As artists explore their capacities to connect people, Jenny Moore, director of Tinworks Art in Bozeman (page 60), cultivates a space where that connection can occur. Through careful curation, she creates opportunities for the public to experience a given theme. “I’ve always believed in connecting communities through art,” she says.

In a similar fashion, residential architects, contractors, and interior designers cultivate spaces, but on a more personal level, such as in a Hamilton, Montana house (page 86) where the design-build team sought to achieve a home that’s just right, with deliberate sizing, integration of an art collection, and precise strokes of material and tone.
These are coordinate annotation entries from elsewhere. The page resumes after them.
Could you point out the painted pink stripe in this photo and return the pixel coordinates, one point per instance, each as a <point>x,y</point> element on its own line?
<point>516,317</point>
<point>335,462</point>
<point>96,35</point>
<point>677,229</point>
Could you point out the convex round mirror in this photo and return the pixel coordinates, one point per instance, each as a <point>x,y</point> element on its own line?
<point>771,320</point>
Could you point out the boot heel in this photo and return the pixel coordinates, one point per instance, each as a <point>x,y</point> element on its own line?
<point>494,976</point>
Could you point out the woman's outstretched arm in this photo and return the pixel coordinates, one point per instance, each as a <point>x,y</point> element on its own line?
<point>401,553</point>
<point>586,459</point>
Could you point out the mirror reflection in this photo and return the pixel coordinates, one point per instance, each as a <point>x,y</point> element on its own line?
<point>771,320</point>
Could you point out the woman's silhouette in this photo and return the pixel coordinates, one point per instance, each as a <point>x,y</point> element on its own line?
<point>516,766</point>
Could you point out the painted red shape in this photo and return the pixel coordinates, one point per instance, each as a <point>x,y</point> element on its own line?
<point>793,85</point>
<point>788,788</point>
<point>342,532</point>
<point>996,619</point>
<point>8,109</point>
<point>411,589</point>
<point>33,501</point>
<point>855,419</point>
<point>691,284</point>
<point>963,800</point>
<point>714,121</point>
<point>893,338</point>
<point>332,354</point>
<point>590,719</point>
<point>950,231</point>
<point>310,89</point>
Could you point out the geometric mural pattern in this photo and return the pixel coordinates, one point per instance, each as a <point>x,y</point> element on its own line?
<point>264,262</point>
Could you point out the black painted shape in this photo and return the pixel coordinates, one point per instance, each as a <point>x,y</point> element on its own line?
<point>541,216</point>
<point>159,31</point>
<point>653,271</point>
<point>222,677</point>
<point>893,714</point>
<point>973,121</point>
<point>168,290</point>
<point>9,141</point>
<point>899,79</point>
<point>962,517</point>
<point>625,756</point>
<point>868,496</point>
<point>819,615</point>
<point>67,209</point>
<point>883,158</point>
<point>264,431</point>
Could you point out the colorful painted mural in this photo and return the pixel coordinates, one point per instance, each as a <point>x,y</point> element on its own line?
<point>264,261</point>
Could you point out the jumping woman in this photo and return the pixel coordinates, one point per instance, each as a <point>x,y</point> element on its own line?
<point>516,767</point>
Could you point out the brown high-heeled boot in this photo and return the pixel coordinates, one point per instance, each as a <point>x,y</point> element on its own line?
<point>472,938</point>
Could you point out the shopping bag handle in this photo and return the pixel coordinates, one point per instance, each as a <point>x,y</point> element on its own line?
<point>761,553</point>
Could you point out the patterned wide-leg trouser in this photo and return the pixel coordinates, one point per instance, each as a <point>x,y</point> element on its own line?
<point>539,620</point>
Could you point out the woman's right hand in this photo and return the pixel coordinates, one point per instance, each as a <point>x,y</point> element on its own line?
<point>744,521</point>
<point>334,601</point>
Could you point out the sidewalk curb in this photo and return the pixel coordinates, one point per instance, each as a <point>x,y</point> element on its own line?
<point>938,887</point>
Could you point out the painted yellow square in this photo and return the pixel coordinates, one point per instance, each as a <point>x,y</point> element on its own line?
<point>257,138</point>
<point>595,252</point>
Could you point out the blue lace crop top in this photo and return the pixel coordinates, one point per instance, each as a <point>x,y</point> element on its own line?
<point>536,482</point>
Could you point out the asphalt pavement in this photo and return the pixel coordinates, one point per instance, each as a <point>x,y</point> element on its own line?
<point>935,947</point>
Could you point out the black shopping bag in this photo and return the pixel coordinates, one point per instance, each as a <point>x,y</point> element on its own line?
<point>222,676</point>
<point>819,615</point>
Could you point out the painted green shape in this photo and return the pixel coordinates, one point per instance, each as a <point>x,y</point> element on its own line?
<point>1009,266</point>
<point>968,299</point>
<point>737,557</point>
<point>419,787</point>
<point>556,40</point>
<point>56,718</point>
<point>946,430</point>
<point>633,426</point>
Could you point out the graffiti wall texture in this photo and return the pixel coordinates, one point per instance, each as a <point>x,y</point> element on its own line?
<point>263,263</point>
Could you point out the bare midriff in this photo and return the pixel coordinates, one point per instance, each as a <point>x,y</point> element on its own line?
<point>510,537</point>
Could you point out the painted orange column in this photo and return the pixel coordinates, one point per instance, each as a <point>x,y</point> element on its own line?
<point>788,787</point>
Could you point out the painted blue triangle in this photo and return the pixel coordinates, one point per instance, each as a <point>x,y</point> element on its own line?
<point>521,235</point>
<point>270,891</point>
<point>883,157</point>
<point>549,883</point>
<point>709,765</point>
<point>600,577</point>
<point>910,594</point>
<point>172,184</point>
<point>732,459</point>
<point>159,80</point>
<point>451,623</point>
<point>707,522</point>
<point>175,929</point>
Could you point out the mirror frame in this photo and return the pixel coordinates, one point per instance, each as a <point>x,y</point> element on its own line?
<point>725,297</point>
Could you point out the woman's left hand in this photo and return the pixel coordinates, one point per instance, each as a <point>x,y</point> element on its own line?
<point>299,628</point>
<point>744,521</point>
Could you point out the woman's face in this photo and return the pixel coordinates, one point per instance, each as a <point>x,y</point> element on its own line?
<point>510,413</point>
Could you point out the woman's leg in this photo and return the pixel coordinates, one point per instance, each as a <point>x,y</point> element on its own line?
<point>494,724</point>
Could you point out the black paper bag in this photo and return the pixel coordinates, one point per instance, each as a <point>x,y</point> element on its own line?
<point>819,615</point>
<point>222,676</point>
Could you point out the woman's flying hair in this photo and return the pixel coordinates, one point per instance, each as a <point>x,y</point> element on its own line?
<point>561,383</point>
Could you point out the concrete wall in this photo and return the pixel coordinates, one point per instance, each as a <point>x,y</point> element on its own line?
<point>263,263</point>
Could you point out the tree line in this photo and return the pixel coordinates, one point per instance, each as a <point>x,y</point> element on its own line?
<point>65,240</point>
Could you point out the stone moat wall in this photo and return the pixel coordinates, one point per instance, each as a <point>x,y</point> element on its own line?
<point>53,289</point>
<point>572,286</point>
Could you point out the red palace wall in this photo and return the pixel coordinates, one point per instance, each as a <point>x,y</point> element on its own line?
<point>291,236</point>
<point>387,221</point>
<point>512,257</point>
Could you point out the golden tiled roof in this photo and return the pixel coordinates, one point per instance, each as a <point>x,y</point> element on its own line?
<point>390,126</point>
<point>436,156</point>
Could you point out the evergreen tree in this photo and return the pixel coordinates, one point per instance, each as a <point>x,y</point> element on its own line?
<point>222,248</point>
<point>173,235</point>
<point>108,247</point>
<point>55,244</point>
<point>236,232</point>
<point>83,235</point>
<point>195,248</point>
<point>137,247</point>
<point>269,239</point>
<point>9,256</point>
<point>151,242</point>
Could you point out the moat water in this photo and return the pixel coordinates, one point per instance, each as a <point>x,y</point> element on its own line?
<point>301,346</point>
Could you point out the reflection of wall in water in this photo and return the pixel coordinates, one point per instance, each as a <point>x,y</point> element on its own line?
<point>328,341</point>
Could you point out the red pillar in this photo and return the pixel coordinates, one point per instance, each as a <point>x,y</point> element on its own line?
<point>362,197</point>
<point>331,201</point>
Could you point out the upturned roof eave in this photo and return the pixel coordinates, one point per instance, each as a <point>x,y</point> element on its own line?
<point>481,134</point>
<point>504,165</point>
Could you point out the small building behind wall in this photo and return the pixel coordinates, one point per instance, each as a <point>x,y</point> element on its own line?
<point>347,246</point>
As spaces and places inspire, so, too, do objects. For mixed-media artists Tyler Macko, Grace Brogan, and Stephen Glueckert (page 174), their creations tread on a foundation of the functional and recognizable. Broom maker Grace Brogan’s works are “based on something that can be used every day, by a person, in a really normal, ubiquitous way. … But it’s also useful for the eyes or the heart or the soul.” Glueckert includes interactive elements because “when a person is touching an object, they’re viewing it from the perspective of the maker. … It’s not something that’s seen from afar and not experienced.”

Certainly, as artists transform inspiration into works that speak, breathe, or move for the viewer, they also establish a touchpoint, communication, and thread that connects the artist to their inspiration, encircling the viewer and retethering them to their own inspiration. “[An artist] must align the heart and mind to take dreamlike ideas and make them real, visible, and knowable, and then share them with the world in an unspoken language,” says Livingston sculptor Stephanie Revennaugh (page 126).

Indeed, the artist’s work is a path forward, the fruition of which is experience.